Mathc initiation/004x

/* ---------------------------------- */
/* save as c0b3.c                     */
/* ---------------------------------- */
#include "x_afile.h"
#include     "fb3.h"
/* ---------------------------------- */
int main(void)
{
double m =  0.;

 clrscrn();
 printf(" Let S be the part of the graph of z = %s with z >= 0.  \n\n", feq);
 printf(" Let C be the trace of S on the x-y-plane.              \n\n");
 printf(" Verify Stokes's theorem for the vector field,          \n\n");
 printf("     F(x,y,z) = %si %sj %sk\n\n\n\n\n",Meq,Neq,Peq);

 printf(" Stoke's theorem.                    \n\n" 
        "     /           //                    \n" 
        "    |           ||                     \n" 
        "    O F.T ds  = || (curl F).n  dS      \n" 
        "    |           ||                     \n" 
        "   / C         //                      \n" 
        "               S                   \n\n\n");
 stop();

 clrscrn();
 printf("     //                    \n" 
        "    ||                     \n" 
        "    || (curl F).n dS =     \n" 
        "    ||                     \n" 
        "   //                      \n" 
        "   S                   \n\n\n" 
        
        "   with F = Mi + Nj + Pk     \n\n" 
        
        " (curl F) = [(P_y-N_z)i + (M_z-P_x)j + (N_x-M_y)k]\n\n\n\n" 
        
        "            (-f_xi-f_yj+k)           \n" 
        "        n =  ------------            \n" 
        "           [(f_x)^2+(f_y)^2+1]^1/2 \n\n\n\n" 
        
        "       dS = [(f_x)^2+(f_y)^2+1]^1/2 dA         dA = dxdy\n\n"); 
 stop();

 clrscrn();
 printf(" With the Stokes's theorem you find :\n\n\n");
 printf(" F : (x,y,z)-> %si %sj %sk \n\n",Meq,Neq,Peq);
 printf(" f :   (x,y)-> %s          \n\n", feq);

 printf(" y1 :    (x)-> %s            \n", y1eq);
 printf(" y0 :    (x)-> %s          \n\n", y0eq);
  
 printf(" x1 = %+.1f\n x0 = %+.1f   \n\n",x1,x0);
 
  m = stokes_dydx(           M,N,P,
                             f,
                             y0,y1,LOOP,
                             x0,x1,LOOP);

 printf("   / x1  / y1(y)\n" 
        "  |     |      \n" 
        "  |     | (curl F).n [(f_x)^2+(f_y)^2+1]^1/2 dy dx = %.3f\n"
        "  |     |      \n" 
        " /  x0 /   y0(y)\n\n\n",m);
 stop();
 
 return 0;
}
/* ---------------------------------- */
/* ---------------------------------- */

 Let S be the part of the graph of z = 4-x**2-y**2 with z >= 0.  

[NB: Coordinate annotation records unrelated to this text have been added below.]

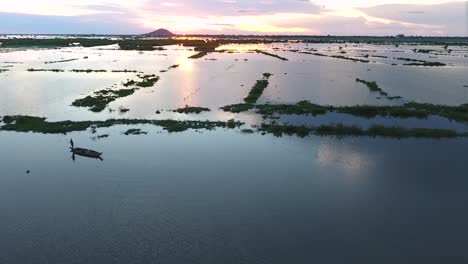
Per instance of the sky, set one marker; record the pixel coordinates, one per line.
(278, 17)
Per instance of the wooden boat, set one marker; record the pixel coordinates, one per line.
(84, 152)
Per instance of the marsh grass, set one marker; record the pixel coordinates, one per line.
(100, 99)
(199, 55)
(40, 125)
(257, 89)
(86, 71)
(192, 110)
(271, 55)
(135, 131)
(60, 61)
(44, 70)
(238, 108)
(409, 110)
(373, 86)
(341, 130)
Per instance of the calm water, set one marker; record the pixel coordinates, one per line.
(222, 196)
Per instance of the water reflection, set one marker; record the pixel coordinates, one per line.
(87, 153)
(333, 153)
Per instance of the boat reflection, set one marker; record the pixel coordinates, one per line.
(87, 153)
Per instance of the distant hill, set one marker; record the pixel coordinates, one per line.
(160, 33)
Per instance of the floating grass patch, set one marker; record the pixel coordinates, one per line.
(426, 64)
(199, 55)
(341, 130)
(40, 125)
(237, 108)
(146, 81)
(100, 99)
(60, 61)
(423, 63)
(86, 71)
(271, 55)
(333, 56)
(54, 42)
(192, 110)
(135, 131)
(257, 89)
(409, 110)
(280, 130)
(301, 108)
(247, 131)
(124, 71)
(373, 86)
(44, 70)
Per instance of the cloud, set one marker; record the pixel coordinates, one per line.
(451, 18)
(229, 7)
(86, 24)
(238, 17)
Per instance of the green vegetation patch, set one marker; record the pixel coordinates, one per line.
(54, 42)
(257, 89)
(135, 131)
(125, 71)
(332, 56)
(373, 86)
(409, 110)
(341, 130)
(146, 81)
(192, 110)
(45, 70)
(238, 108)
(199, 55)
(40, 125)
(86, 70)
(59, 61)
(271, 55)
(100, 99)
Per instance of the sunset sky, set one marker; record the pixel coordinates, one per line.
(335, 17)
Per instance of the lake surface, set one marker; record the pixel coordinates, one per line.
(223, 196)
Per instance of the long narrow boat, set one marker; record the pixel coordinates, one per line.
(84, 152)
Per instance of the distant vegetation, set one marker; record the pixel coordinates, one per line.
(257, 89)
(414, 110)
(100, 99)
(40, 125)
(60, 61)
(374, 131)
(374, 87)
(135, 131)
(192, 110)
(54, 42)
(332, 56)
(271, 55)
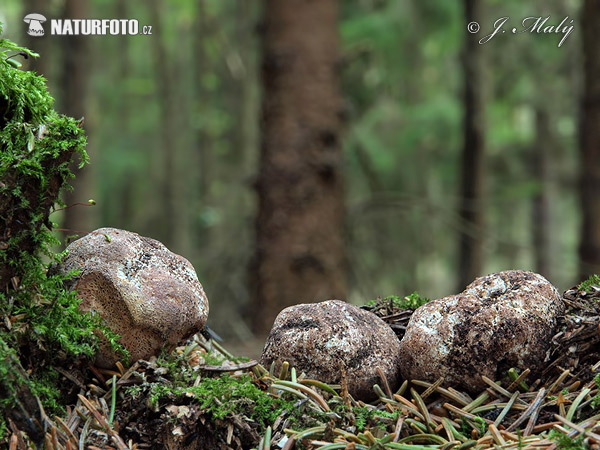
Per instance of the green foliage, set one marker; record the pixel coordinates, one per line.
(564, 442)
(586, 285)
(412, 301)
(363, 416)
(45, 322)
(226, 395)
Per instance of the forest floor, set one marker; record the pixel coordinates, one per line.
(202, 397)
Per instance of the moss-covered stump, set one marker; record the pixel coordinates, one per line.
(43, 335)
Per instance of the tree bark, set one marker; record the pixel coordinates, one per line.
(300, 254)
(471, 207)
(73, 102)
(589, 246)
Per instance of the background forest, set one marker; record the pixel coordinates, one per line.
(174, 134)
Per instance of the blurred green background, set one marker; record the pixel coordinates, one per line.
(193, 89)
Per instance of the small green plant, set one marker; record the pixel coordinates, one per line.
(411, 301)
(586, 285)
(565, 442)
(363, 416)
(40, 321)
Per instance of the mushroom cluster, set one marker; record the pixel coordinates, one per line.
(148, 295)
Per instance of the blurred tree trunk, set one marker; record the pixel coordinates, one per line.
(300, 253)
(74, 81)
(471, 207)
(203, 30)
(168, 221)
(127, 186)
(541, 202)
(589, 246)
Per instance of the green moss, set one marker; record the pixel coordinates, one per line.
(45, 325)
(412, 301)
(564, 442)
(586, 285)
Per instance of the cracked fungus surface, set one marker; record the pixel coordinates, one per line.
(321, 339)
(144, 292)
(499, 321)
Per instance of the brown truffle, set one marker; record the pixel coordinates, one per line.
(148, 295)
(499, 321)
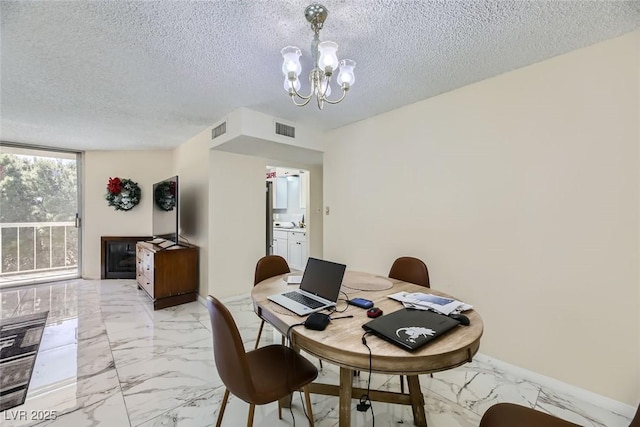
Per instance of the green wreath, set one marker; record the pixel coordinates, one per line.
(122, 194)
(165, 195)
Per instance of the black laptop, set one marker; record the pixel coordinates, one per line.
(410, 329)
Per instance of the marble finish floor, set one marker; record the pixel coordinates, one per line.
(108, 359)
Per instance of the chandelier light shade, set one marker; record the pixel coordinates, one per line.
(325, 64)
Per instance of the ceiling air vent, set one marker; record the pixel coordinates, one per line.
(285, 130)
(221, 129)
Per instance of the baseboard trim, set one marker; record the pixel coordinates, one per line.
(234, 298)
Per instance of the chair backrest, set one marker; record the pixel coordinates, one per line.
(409, 269)
(229, 352)
(636, 420)
(269, 266)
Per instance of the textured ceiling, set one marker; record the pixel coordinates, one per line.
(151, 74)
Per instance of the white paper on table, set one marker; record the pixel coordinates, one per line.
(422, 301)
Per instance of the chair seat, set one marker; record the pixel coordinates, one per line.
(282, 363)
(511, 415)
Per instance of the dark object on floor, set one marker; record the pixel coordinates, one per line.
(261, 376)
(19, 342)
(510, 415)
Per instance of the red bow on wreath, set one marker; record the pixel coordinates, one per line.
(114, 186)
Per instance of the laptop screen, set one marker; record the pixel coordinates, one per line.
(323, 278)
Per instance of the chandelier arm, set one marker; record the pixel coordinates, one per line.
(344, 93)
(296, 93)
(307, 100)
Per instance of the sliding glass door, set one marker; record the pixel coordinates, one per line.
(39, 215)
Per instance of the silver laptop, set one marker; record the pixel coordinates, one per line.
(318, 290)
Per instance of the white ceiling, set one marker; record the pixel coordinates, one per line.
(109, 75)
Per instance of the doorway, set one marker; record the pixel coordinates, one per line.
(40, 230)
(287, 219)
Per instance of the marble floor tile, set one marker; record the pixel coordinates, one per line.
(108, 359)
(572, 409)
(477, 386)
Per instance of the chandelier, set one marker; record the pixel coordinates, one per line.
(325, 63)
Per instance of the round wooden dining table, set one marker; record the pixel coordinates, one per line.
(341, 342)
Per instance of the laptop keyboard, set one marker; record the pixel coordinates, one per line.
(303, 299)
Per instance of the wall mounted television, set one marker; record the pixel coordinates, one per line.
(165, 227)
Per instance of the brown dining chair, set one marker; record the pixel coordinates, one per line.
(409, 269)
(412, 270)
(510, 414)
(266, 267)
(260, 376)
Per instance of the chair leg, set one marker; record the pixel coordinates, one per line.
(222, 407)
(307, 399)
(252, 407)
(259, 333)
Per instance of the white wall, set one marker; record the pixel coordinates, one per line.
(100, 219)
(236, 221)
(521, 194)
(192, 165)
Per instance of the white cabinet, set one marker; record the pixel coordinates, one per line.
(304, 189)
(280, 193)
(280, 243)
(297, 251)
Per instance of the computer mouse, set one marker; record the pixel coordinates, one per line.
(374, 312)
(464, 320)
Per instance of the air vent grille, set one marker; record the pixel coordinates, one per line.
(285, 130)
(221, 129)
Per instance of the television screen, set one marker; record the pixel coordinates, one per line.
(165, 209)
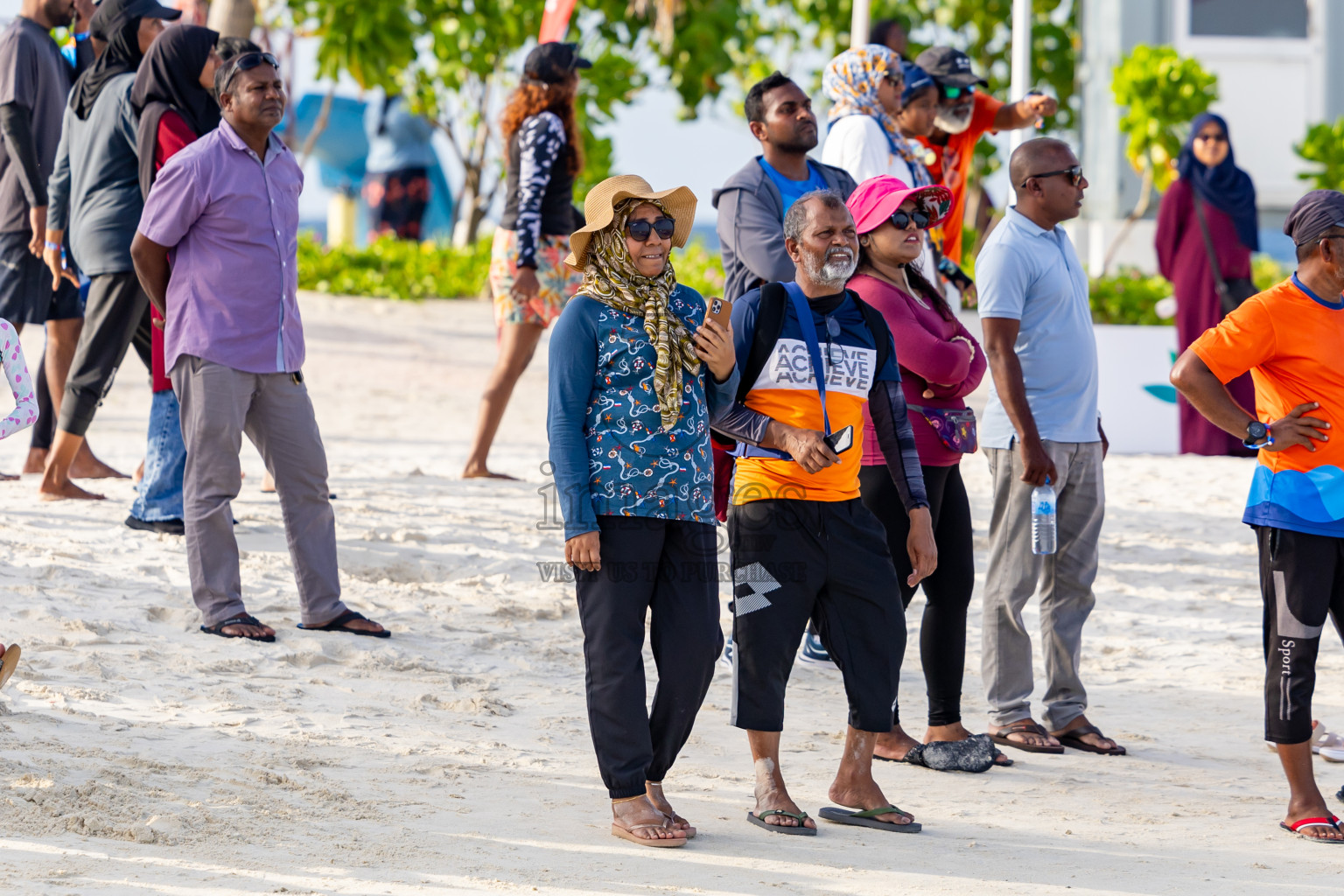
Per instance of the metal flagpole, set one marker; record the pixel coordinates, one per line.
(859, 24)
(1020, 83)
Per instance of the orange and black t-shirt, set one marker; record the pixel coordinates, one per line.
(1292, 341)
(950, 165)
(787, 391)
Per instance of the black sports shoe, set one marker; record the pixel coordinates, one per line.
(164, 527)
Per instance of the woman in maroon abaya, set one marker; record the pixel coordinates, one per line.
(1208, 182)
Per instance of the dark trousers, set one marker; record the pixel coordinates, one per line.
(666, 567)
(942, 633)
(796, 560)
(1303, 584)
(116, 318)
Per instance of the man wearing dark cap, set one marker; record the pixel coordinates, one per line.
(1291, 338)
(965, 115)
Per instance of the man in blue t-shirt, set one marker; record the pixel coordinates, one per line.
(752, 202)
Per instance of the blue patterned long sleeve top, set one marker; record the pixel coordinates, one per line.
(609, 452)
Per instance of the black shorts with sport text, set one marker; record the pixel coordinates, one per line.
(1303, 584)
(822, 560)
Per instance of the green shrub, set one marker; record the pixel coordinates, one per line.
(1128, 298)
(394, 269)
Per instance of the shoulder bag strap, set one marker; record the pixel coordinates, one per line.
(809, 336)
(1219, 284)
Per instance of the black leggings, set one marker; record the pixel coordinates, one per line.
(116, 318)
(942, 634)
(667, 569)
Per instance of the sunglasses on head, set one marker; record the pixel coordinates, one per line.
(1075, 175)
(664, 228)
(246, 62)
(902, 220)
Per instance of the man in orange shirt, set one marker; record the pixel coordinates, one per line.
(1291, 338)
(964, 117)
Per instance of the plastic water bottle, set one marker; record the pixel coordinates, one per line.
(1043, 519)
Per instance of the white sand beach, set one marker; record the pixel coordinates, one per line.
(142, 757)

 Let C be the trace of S on the x-y-plane.              

 Verify Stokes's theorem for the vector field,          

     F(x,y,z) = + 2*yi + cos(z)*xj  - sin(x)*yk




 Stoke's theorem.                    

     /           //                    
    |           ||                     
    O F.T ds  = || (curl F).n  dS      
    |           ||                     
   / C         //                      
               S                   


 Press return to continue. 


     //                    
    ||                     
    || (curl F).n dS =     
    ||                     
   //                      
   S                   


   with F = Mi + Nj + Pk     

 (curl F) = [(P_y-N_z)i + (M_z-P_x)j + (N_x-M_y)k]



            (-f_xi-f_yj+k)           
        n =  ------------            
           [(f_x)^2+(f_y)^2+1]^1/2 



       dS = [(f_x)^2+(f_y)^2+1]^1/2 dA         dA = dxdy

 Press return to continue. 


 With the Stokes's theorem you find :


 F : (x,y,z)-> + 2*yi + cos(z)*xj  - sin(x)*yk 

 f :   (x,y)-> 4-x**2-y**2          

 y1 :    (x)-> +sqrt(4-y**2)            
 y0 :    (x)-> -sqrt(4-y**2)          

 x1 = +2.0
 x0 = -2.0   

   / x1  / y1(y)
  |     |      
  |     | (curl F).n [(f_x)^2+(f_y)^2+1]^1/2 dy dx = -12.579
  |     |      
 /  x0 /   y0(y)


 Press return to continue.